Qwen 3.6 27B BF16 vs Q4_K_M vs Q8_0 GGUF evaluation
Q4_K_M drops only 3% accuracy but cuts RAM by 48% and runs 1.45x faster.
A comprehensive evaluation of Qwen 3.6 27B across BF16, Q4_K_M, and Q8_0 GGUF quant variants reveals Q4_K_M as the standout for local deployment. Using llama-cpp-python and the Neo AI Engineer framework, the test covered 664 total samples across HumanEval (code generation), HellaSwag (commonsense reasoning), and BFCL (function calling). BF16 achieved the highest average accuracy at 69.78%, with 15.5 tok/s throughput, but required 54 GB peak RAM and a 53.8 GB model file—impractical for most local setups. Q4_K_M delivered 66.54% average accuracy, with BFCL scores nearly identical to BF16 (63.00% vs 63.25%), and only minor drops in HumanEval (50.61% vs 56.10%) and HellaSwag (86.00% vs 90.00%). Its 22.5 tok/s throughput, 28 GB RAM, and 16.8 GB model size make it the most efficient option. Q8_0 performed underwhelmingly: 66.15% accuracy, slower 18.0 tok/s, and 42 GB RAM. For local or CPU deployment, Q4_K_M is recommended unless code generation is the primary workload, where BF16 still leads.

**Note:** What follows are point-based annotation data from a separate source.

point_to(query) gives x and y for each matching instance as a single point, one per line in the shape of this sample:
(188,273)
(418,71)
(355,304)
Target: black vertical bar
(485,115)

- Q4_K_M achieves 66.54% accuracy with 22.5 tok/s, 28 GB RAM, and 16.8 GB model size—48% less RAM and 1.45x faster than BF16.
- BF16 tops accuracy at 69.78% but requires 54 GB RAM and a 53.8 GB model, while Q8_0 disappoints with 66.15% accuracy and 42 GB RAM.
- Function calling scores are nearly identical across all variants: BF16 at 63.25%, Q4_K_M and Q8_0 both at 63.00%.
Why It Matters
Q4_K_M quantization enables powerful 27B models to run locally on consumer hardware with minimal accuracy loss.